Voilà le cœur du problème! Et toutes les tentatives de diversion, maquillées par des discours grandiloquents sur le respect de l’accord de Taëf et des prérogatives du Premier ministre désigné ne doivent pas nous faire perdre de vue la réalité des enjeux.

Saad Hariri s’est vu imposé par l’Arabie saoudite de prendre en compte dans ses démarches pour la formation du gouvernement les exigences des Forces libanaises (FL) et du Parti socialiste progressiste (PSP) de Walid Joumblatt. Encore hanté par sa séquestration à Riyad, en novembre 2017, il n’a d’autres choix que d’obtempérer.

Dans cette affaire, les Saoudiens ne font que de la sous-traitance pour les Américains. Pour ces derniers, il est primordial que l’Iran ne puisse pas compter sur des gouvernements qui ne lui sont pas hostiles, au Liban et en Irak, à un moment où Washington accentue ses pressions politiques, diplomatiques et économiques, dans le cadre d’un bras de fer visant à isoler la République islamique sur la scène internationale après avoir «limé ses griffes» sur le plan régional.

A Idleb, la bataille décisive

Ce n’est pas uniquement l’Iran qui est visé mais l’ensemble de l’axe de la Résistance et son allié russe. Les pressions politiques exercées sur le Liban et l’Irak pour influencer le processus de recomposition des pouvoirs exécutifs dans ces deux pays ne peuvent être séparées des menaces et des intimidations lancées par les Etats-Unis et leurs alliés occidentaux (France en tête), pour dissuader l’armée syrienne de lancer l’assaut contre Idleb. La fébrilité de Washington se comprend vu que cette province abrite les derniers groupes extrémistes susceptibles encore d’être instrumentalisés en Syrie, où tous les autres leviers occidentaux ont été détruits ou neutralisés. 

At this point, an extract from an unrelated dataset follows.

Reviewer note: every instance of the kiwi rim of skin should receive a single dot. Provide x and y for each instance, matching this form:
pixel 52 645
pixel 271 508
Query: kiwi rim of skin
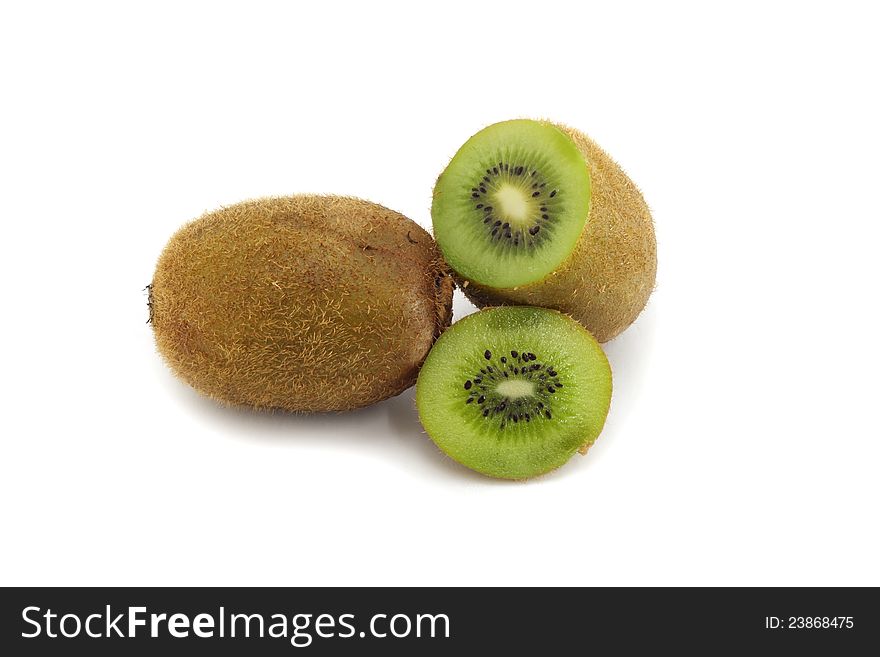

Si cette offensive, présentée comme la bataille finale, avait lieu et se soldait par la victoire de l’armée syrienne et de ses alliés –ce qui ne fait aucun doute-, et que dans le même temps des gouvernements proches de l’Iran sont en place au Liban et en Irak, cela constituerait un grave revers pour les Etats-Unis. Car, après Idleb, Damas, tranquille et rassuré sur ses flancs est et ouest, envisagerait d’ouvrir le dossier de la présence de l’armée américaine en Syrie, qu’il qualifie de forces d’occupation. Privés de soutiens au Liban et en Irak, les Américains seront dans une position indéfendable dans l’est de la Syrie. Dans cette région, les prémices d’une résistance armée contre les troupes américaines apparaissent, et il n’en faut pas beaucoup pour qu’elle se développe et s’étende.

La formation du gouvernement au Liban et en Irak ainsi que la bataille d’Idleb sont donc interconnectées. Les vestiges du 14-Mars misent sur des changements externes dans l’espoir d’améliorer leurs positions internes. Mais une fois de plus, ils font de faux calculs. Car après la défaite des extrémistes à Idleb, ils seront contraints d’accepter une offre de partenariat encore moins avantageuse pour eux. Entendra qui voudra.